"Dear Miss Alice, I have been praying all this morning that I might forgive Aunt Fortune, and yet I cannot do it."
"Pray still, my dear," said Alice, pressing her closer in her arms "pray still; if you are in earnest, the answer will come. But there is something else you can do, and must do, Ellen, besides praying, or praying may be in vain."
"What do you mean, Miss Alice?"
"You acknowledge yourself in fault; have you made all the amends you can? Have you, as soon as you have seen yourself in the wrong, gone to your aunt Fortune and acknowledged it, and humbly asked her pardon?"
Ellen answered "No" in a low voice.
"Then, my child, your duty is plain before you. The next thing after doing wrong is to make all the amends in your power; confess your fault, and ask forgiveness, both of God and man. Pride struggles against it I see yours does; but, my child, 'God resisteth the proud, but giveth grace unto the humble.' "
Ellen burst into tears, and cried heartily.

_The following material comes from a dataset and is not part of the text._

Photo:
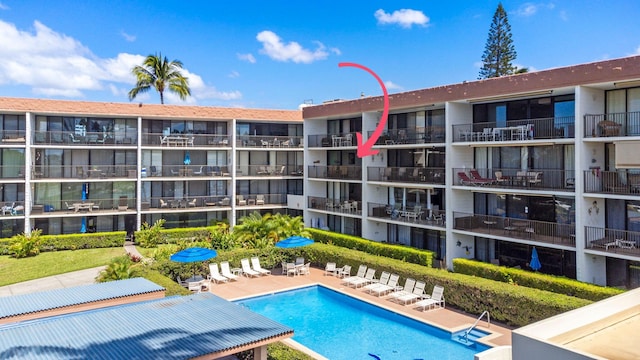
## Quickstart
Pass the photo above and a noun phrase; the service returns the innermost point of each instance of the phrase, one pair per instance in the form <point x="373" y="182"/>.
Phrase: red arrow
<point x="366" y="148"/>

"Mind your own wrong doings, my child, and you will not be half so disposed to quarrel with those of other people. But, Ellen, dear, if you will not humble yourself to this, you must not count upon an answer to your prayer. 'If thou bring thy gift to the altar, and there rememberest that thy brother hath aught against thee' what then? 'Leave there thy gift before the altar; go first and be reconciled to thy brother, and then come.' "
"But it is so hard to forgive!" sobbed Ellen.
"Hard? Yes, it is hard when our hearts are so. But there is little love to Christ, and no just sense of his love to us, in the heart that finds it hard. Pride and selfishness make it hard; the heart full of love to the dear Saviour cannot lay up offences against itself."